Balanced Dataset: Adjusted to include 20,000 examples per class, balancing the dataset. Each class is augmented with jittered images to reach 20,000 samples.
Training Stages Stage 1: Pre-training. The model is pre-trained using the extended dataset with a learning rate of 0.001. This stage typically converges after about 180 epochs (~3.5 hours on an Nvidia GTX1080 GPU).

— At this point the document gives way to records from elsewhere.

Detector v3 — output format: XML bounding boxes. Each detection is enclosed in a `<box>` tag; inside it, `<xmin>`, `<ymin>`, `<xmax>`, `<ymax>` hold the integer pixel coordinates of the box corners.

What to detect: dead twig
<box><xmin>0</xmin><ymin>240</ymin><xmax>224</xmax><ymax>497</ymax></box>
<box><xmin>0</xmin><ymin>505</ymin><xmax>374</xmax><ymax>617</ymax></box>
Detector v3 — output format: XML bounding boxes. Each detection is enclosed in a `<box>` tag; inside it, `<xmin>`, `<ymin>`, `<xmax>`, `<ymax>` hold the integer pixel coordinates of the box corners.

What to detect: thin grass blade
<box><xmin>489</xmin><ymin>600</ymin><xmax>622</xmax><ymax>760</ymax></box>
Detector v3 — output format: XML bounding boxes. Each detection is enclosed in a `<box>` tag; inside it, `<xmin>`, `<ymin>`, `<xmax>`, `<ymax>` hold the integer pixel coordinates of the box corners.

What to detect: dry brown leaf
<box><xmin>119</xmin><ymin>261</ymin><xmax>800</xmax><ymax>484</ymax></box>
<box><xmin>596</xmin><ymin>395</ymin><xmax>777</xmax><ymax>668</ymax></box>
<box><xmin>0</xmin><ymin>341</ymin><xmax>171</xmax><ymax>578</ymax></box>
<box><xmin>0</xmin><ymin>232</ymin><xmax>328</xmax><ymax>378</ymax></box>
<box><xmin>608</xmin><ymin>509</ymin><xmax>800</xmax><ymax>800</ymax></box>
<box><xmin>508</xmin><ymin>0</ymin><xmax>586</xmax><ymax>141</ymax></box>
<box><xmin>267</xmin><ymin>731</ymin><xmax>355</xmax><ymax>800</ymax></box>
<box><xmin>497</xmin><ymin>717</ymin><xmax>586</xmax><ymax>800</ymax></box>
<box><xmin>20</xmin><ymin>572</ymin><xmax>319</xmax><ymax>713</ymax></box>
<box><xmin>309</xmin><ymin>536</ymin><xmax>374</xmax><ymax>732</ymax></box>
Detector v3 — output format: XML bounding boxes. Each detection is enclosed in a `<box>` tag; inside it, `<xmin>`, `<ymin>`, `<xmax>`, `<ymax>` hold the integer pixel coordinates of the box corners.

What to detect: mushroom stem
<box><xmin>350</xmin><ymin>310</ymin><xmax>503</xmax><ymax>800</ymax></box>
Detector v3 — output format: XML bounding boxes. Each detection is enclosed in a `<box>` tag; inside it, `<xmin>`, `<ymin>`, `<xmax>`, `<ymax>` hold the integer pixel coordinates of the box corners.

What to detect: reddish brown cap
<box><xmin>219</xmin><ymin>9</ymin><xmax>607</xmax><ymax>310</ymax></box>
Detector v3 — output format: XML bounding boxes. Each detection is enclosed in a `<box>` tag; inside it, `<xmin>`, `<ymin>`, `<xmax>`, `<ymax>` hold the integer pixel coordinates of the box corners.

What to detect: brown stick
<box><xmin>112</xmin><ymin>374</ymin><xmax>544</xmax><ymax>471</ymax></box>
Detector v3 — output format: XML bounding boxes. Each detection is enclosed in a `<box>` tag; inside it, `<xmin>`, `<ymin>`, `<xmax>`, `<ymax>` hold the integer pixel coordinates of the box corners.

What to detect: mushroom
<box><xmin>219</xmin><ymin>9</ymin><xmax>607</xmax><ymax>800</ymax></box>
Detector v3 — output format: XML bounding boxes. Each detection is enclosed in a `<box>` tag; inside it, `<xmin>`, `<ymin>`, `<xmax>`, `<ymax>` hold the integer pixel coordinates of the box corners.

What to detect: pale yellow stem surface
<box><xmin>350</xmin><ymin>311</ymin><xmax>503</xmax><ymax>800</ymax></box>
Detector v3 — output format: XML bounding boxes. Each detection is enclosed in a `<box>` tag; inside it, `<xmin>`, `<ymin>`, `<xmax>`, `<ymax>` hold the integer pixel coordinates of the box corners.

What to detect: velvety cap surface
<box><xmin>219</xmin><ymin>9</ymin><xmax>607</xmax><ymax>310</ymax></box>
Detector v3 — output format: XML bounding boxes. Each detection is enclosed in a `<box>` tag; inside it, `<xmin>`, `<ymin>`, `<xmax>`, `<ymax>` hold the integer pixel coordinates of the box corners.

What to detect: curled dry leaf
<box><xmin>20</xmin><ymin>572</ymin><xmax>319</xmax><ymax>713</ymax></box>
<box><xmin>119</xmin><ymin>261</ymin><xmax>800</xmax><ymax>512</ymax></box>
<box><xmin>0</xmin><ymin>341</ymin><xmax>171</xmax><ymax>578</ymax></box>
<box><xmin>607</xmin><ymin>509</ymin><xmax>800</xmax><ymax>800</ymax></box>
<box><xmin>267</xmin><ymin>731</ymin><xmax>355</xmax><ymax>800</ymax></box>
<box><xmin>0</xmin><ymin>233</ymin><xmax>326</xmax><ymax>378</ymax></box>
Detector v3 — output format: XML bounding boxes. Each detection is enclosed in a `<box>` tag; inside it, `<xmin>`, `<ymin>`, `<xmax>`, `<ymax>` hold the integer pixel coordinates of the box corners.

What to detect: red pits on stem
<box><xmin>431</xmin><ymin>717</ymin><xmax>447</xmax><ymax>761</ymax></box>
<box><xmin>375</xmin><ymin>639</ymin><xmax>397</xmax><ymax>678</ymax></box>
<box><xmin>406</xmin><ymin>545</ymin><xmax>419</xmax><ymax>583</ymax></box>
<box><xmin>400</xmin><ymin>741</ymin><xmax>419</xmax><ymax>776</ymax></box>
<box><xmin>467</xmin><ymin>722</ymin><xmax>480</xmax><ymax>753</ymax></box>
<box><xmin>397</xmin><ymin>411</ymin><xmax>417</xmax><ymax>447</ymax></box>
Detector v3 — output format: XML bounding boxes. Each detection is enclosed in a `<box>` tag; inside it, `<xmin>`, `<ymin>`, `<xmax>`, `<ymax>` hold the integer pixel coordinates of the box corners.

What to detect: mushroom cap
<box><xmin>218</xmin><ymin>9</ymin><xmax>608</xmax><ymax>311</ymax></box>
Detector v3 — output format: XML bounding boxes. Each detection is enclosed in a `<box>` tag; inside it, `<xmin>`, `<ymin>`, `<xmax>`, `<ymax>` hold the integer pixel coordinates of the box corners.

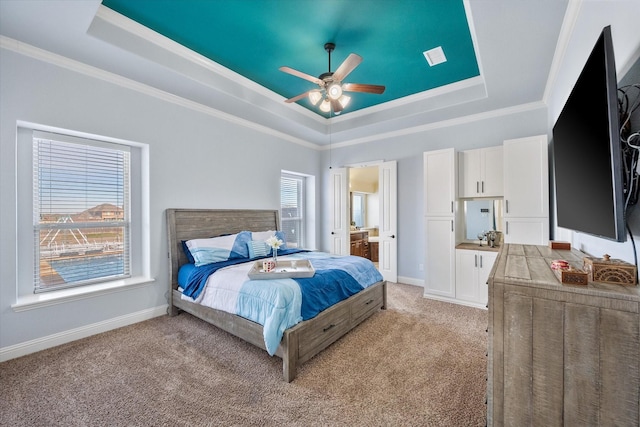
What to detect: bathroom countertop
<box><xmin>456</xmin><ymin>242</ymin><xmax>500</xmax><ymax>252</ymax></box>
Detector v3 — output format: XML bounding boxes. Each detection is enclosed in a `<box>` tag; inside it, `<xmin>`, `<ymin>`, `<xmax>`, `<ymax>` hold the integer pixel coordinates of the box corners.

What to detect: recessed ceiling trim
<box><xmin>322</xmin><ymin>101</ymin><xmax>547</xmax><ymax>151</ymax></box>
<box><xmin>87</xmin><ymin>5</ymin><xmax>326</xmax><ymax>124</ymax></box>
<box><xmin>0</xmin><ymin>35</ymin><xmax>319</xmax><ymax>150</ymax></box>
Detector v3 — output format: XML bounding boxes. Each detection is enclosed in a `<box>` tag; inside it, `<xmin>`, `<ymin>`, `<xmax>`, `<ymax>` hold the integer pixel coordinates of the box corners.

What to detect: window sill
<box><xmin>11</xmin><ymin>276</ymin><xmax>155</xmax><ymax>312</ymax></box>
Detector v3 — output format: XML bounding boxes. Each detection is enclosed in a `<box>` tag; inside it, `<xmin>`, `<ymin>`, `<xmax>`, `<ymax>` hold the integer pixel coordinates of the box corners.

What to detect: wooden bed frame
<box><xmin>166</xmin><ymin>209</ymin><xmax>387</xmax><ymax>382</ymax></box>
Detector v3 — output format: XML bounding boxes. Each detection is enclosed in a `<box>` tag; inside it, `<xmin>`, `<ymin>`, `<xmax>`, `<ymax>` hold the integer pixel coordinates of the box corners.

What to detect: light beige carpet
<box><xmin>0</xmin><ymin>284</ymin><xmax>487</xmax><ymax>426</ymax></box>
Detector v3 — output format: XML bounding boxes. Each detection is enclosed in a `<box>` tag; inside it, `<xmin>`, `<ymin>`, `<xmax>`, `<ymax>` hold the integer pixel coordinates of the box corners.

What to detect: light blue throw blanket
<box><xmin>179</xmin><ymin>251</ymin><xmax>382</xmax><ymax>355</ymax></box>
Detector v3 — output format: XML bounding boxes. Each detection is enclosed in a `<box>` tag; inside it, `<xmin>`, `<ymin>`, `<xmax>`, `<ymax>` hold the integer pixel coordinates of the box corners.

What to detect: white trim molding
<box><xmin>0</xmin><ymin>304</ymin><xmax>168</xmax><ymax>362</ymax></box>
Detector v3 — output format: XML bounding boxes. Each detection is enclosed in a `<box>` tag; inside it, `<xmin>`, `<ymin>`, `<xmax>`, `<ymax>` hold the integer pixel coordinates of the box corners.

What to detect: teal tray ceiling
<box><xmin>102</xmin><ymin>0</ymin><xmax>480</xmax><ymax>115</ymax></box>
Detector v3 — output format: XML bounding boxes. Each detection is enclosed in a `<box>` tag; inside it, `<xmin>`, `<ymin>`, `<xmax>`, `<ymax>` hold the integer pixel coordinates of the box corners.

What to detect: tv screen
<box><xmin>552</xmin><ymin>27</ymin><xmax>626</xmax><ymax>242</ymax></box>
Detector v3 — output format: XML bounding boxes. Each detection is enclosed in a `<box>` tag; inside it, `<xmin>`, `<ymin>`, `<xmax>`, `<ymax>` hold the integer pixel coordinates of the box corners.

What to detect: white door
<box><xmin>503</xmin><ymin>218</ymin><xmax>549</xmax><ymax>245</ymax></box>
<box><xmin>378</xmin><ymin>160</ymin><xmax>398</xmax><ymax>282</ymax></box>
<box><xmin>504</xmin><ymin>135</ymin><xmax>549</xmax><ymax>218</ymax></box>
<box><xmin>329</xmin><ymin>168</ymin><xmax>351</xmax><ymax>255</ymax></box>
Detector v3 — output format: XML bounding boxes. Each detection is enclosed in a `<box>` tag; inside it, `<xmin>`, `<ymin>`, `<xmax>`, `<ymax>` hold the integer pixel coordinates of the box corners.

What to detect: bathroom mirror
<box><xmin>464</xmin><ymin>199</ymin><xmax>502</xmax><ymax>241</ymax></box>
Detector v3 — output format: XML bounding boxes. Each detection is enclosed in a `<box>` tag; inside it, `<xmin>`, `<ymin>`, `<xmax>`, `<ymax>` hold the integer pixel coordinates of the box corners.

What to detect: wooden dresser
<box><xmin>351</xmin><ymin>231</ymin><xmax>371</xmax><ymax>259</ymax></box>
<box><xmin>487</xmin><ymin>244</ymin><xmax>640</xmax><ymax>426</ymax></box>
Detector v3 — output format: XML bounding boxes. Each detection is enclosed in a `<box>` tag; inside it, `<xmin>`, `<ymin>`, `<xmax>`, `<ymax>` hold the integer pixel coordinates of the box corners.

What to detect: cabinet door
<box><xmin>504</xmin><ymin>217</ymin><xmax>549</xmax><ymax>245</ymax></box>
<box><xmin>456</xmin><ymin>249</ymin><xmax>480</xmax><ymax>302</ymax></box>
<box><xmin>478</xmin><ymin>251</ymin><xmax>498</xmax><ymax>305</ymax></box>
<box><xmin>424</xmin><ymin>148</ymin><xmax>457</xmax><ymax>216</ymax></box>
<box><xmin>424</xmin><ymin>216</ymin><xmax>455</xmax><ymax>298</ymax></box>
<box><xmin>504</xmin><ymin>135</ymin><xmax>549</xmax><ymax>218</ymax></box>
<box><xmin>480</xmin><ymin>146</ymin><xmax>504</xmax><ymax>197</ymax></box>
<box><xmin>458</xmin><ymin>150</ymin><xmax>480</xmax><ymax>197</ymax></box>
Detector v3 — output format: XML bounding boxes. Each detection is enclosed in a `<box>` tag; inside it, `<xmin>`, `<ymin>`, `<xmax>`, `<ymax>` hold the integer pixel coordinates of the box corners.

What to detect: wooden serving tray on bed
<box><xmin>248</xmin><ymin>259</ymin><xmax>316</xmax><ymax>280</ymax></box>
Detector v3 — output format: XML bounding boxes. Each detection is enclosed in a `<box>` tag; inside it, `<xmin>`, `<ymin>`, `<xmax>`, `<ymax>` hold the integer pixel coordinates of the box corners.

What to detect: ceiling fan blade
<box><xmin>284</xmin><ymin>89</ymin><xmax>318</xmax><ymax>103</ymax></box>
<box><xmin>333</xmin><ymin>53</ymin><xmax>362</xmax><ymax>82</ymax></box>
<box><xmin>342</xmin><ymin>83</ymin><xmax>385</xmax><ymax>94</ymax></box>
<box><xmin>329</xmin><ymin>99</ymin><xmax>343</xmax><ymax>114</ymax></box>
<box><xmin>279</xmin><ymin>67</ymin><xmax>323</xmax><ymax>85</ymax></box>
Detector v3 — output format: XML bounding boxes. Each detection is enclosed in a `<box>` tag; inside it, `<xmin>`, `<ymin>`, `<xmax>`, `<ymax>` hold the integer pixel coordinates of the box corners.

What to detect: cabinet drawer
<box><xmin>351</xmin><ymin>287</ymin><xmax>383</xmax><ymax>326</ymax></box>
<box><xmin>298</xmin><ymin>304</ymin><xmax>350</xmax><ymax>360</ymax></box>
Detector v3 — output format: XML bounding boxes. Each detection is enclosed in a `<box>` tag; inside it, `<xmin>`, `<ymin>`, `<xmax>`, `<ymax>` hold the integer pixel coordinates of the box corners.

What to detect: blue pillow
<box><xmin>186</xmin><ymin>231</ymin><xmax>251</xmax><ymax>267</ymax></box>
<box><xmin>247</xmin><ymin>240</ymin><xmax>271</xmax><ymax>258</ymax></box>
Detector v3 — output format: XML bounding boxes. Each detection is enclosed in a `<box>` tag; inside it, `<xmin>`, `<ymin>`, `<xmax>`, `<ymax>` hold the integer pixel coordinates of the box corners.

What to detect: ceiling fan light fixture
<box><xmin>327</xmin><ymin>83</ymin><xmax>342</xmax><ymax>99</ymax></box>
<box><xmin>309</xmin><ymin>90</ymin><xmax>322</xmax><ymax>105</ymax></box>
<box><xmin>320</xmin><ymin>98</ymin><xmax>331</xmax><ymax>113</ymax></box>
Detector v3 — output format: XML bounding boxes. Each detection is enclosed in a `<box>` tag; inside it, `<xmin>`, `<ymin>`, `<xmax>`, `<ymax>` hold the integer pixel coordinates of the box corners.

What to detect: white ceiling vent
<box><xmin>422</xmin><ymin>46</ymin><xmax>447</xmax><ymax>67</ymax></box>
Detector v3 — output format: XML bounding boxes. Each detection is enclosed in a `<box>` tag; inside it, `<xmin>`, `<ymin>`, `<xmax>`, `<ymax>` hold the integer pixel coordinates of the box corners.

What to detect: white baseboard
<box><xmin>0</xmin><ymin>304</ymin><xmax>168</xmax><ymax>362</ymax></box>
<box><xmin>398</xmin><ymin>276</ymin><xmax>424</xmax><ymax>288</ymax></box>
<box><xmin>423</xmin><ymin>293</ymin><xmax>487</xmax><ymax>310</ymax></box>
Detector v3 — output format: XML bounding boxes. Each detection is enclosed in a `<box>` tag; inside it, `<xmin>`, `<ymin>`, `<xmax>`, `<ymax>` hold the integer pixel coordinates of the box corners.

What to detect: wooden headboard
<box><xmin>166</xmin><ymin>209</ymin><xmax>280</xmax><ymax>289</ymax></box>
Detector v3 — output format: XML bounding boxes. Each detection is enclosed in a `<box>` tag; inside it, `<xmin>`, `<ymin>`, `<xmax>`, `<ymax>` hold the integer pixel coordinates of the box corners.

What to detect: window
<box><xmin>351</xmin><ymin>193</ymin><xmax>367</xmax><ymax>227</ymax></box>
<box><xmin>280</xmin><ymin>172</ymin><xmax>307</xmax><ymax>248</ymax></box>
<box><xmin>33</xmin><ymin>132</ymin><xmax>131</xmax><ymax>292</ymax></box>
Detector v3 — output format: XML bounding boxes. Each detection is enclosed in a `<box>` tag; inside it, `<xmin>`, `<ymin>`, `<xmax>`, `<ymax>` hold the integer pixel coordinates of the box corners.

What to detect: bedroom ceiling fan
<box><xmin>279</xmin><ymin>43</ymin><xmax>385</xmax><ymax>114</ymax></box>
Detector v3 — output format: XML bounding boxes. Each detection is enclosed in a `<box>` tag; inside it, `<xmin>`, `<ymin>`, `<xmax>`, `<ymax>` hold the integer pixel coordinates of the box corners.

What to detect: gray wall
<box><xmin>321</xmin><ymin>104</ymin><xmax>547</xmax><ymax>285</ymax></box>
<box><xmin>0</xmin><ymin>1</ymin><xmax>640</xmax><ymax>358</ymax></box>
<box><xmin>547</xmin><ymin>1</ymin><xmax>640</xmax><ymax>263</ymax></box>
<box><xmin>0</xmin><ymin>50</ymin><xmax>320</xmax><ymax>349</ymax></box>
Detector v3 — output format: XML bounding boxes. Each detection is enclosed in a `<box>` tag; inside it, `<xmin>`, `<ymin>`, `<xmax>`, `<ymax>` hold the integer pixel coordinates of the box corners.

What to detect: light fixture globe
<box><xmin>309</xmin><ymin>90</ymin><xmax>322</xmax><ymax>105</ymax></box>
<box><xmin>327</xmin><ymin>83</ymin><xmax>342</xmax><ymax>100</ymax></box>
<box><xmin>320</xmin><ymin>98</ymin><xmax>331</xmax><ymax>113</ymax></box>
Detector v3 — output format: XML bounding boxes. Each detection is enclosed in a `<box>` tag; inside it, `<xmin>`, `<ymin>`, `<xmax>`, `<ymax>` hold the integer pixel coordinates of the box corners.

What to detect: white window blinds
<box><xmin>280</xmin><ymin>172</ymin><xmax>306</xmax><ymax>248</ymax></box>
<box><xmin>33</xmin><ymin>132</ymin><xmax>130</xmax><ymax>292</ymax></box>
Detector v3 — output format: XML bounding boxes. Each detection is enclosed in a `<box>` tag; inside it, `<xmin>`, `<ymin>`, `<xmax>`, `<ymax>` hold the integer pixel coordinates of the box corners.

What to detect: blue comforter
<box><xmin>178</xmin><ymin>249</ymin><xmax>382</xmax><ymax>355</ymax></box>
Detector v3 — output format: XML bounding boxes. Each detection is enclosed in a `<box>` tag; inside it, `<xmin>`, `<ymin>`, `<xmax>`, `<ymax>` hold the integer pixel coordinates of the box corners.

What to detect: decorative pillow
<box><xmin>247</xmin><ymin>240</ymin><xmax>271</xmax><ymax>258</ymax></box>
<box><xmin>251</xmin><ymin>230</ymin><xmax>287</xmax><ymax>255</ymax></box>
<box><xmin>182</xmin><ymin>240</ymin><xmax>196</xmax><ymax>264</ymax></box>
<box><xmin>186</xmin><ymin>231</ymin><xmax>250</xmax><ymax>267</ymax></box>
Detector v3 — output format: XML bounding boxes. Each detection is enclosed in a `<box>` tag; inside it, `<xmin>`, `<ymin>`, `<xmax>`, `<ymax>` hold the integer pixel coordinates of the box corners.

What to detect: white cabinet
<box><xmin>503</xmin><ymin>135</ymin><xmax>549</xmax><ymax>245</ymax></box>
<box><xmin>424</xmin><ymin>148</ymin><xmax>456</xmax><ymax>216</ymax></box>
<box><xmin>424</xmin><ymin>148</ymin><xmax>457</xmax><ymax>298</ymax></box>
<box><xmin>504</xmin><ymin>217</ymin><xmax>549</xmax><ymax>245</ymax></box>
<box><xmin>458</xmin><ymin>146</ymin><xmax>504</xmax><ymax>197</ymax></box>
<box><xmin>455</xmin><ymin>249</ymin><xmax>498</xmax><ymax>308</ymax></box>
<box><xmin>424</xmin><ymin>216</ymin><xmax>455</xmax><ymax>298</ymax></box>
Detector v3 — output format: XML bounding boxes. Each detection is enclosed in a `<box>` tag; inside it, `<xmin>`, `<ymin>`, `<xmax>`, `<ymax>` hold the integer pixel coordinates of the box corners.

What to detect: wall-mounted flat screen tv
<box><xmin>552</xmin><ymin>26</ymin><xmax>626</xmax><ymax>242</ymax></box>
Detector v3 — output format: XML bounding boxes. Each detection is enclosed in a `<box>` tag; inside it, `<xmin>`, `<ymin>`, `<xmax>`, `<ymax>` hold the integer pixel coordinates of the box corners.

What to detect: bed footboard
<box><xmin>172</xmin><ymin>281</ymin><xmax>387</xmax><ymax>382</ymax></box>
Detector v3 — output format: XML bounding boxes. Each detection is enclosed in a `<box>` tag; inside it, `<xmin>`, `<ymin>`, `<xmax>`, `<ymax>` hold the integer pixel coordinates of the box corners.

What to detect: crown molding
<box><xmin>0</xmin><ymin>35</ymin><xmax>319</xmax><ymax>150</ymax></box>
<box><xmin>322</xmin><ymin>101</ymin><xmax>547</xmax><ymax>150</ymax></box>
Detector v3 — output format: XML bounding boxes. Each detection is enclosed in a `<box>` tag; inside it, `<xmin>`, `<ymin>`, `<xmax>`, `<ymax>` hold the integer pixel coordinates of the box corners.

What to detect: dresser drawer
<box><xmin>298</xmin><ymin>304</ymin><xmax>350</xmax><ymax>360</ymax></box>
<box><xmin>351</xmin><ymin>287</ymin><xmax>383</xmax><ymax>326</ymax></box>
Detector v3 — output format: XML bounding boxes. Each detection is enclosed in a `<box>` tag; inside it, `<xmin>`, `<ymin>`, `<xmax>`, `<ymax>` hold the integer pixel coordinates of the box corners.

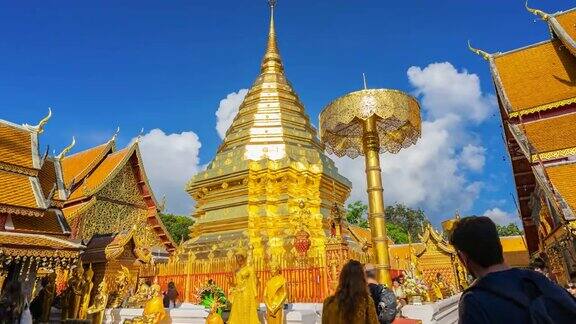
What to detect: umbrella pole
<box><xmin>362</xmin><ymin>115</ymin><xmax>392</xmax><ymax>288</ymax></box>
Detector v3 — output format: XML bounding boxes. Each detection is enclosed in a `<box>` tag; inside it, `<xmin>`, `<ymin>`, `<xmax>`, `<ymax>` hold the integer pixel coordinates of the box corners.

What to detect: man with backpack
<box><xmin>450</xmin><ymin>216</ymin><xmax>576</xmax><ymax>324</ymax></box>
<box><xmin>364</xmin><ymin>264</ymin><xmax>397</xmax><ymax>324</ymax></box>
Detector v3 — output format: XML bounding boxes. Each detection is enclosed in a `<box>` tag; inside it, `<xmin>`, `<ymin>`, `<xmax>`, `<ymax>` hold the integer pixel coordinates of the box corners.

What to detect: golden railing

Stage 2: Fine-tuning. The model is fine-tuned on the balanced dataset with a reduced learning rate of 0.0001. Fine-tuning further boosts test set accuracy.
This two-stage training process can easily achieve over 99% accuracy on the test set.
Results After multiple rounds of fine-tuning, the model achieved 99.33% accuracy on the test set. Given that the test set contains 12,630 images, this means the model misclassified 85 images. Most errors involved images with artifacts, such as shadows or obstructions, or classes underrepresented in the training data. Improving color information or training solely on balanced datasets could mitigate these issues.
Human performance on similar tasks ranges between 98.3% and 98.8%, meaning this model exceeds average human accuracy, demonstrating the effectiveness of machine learning in this domain.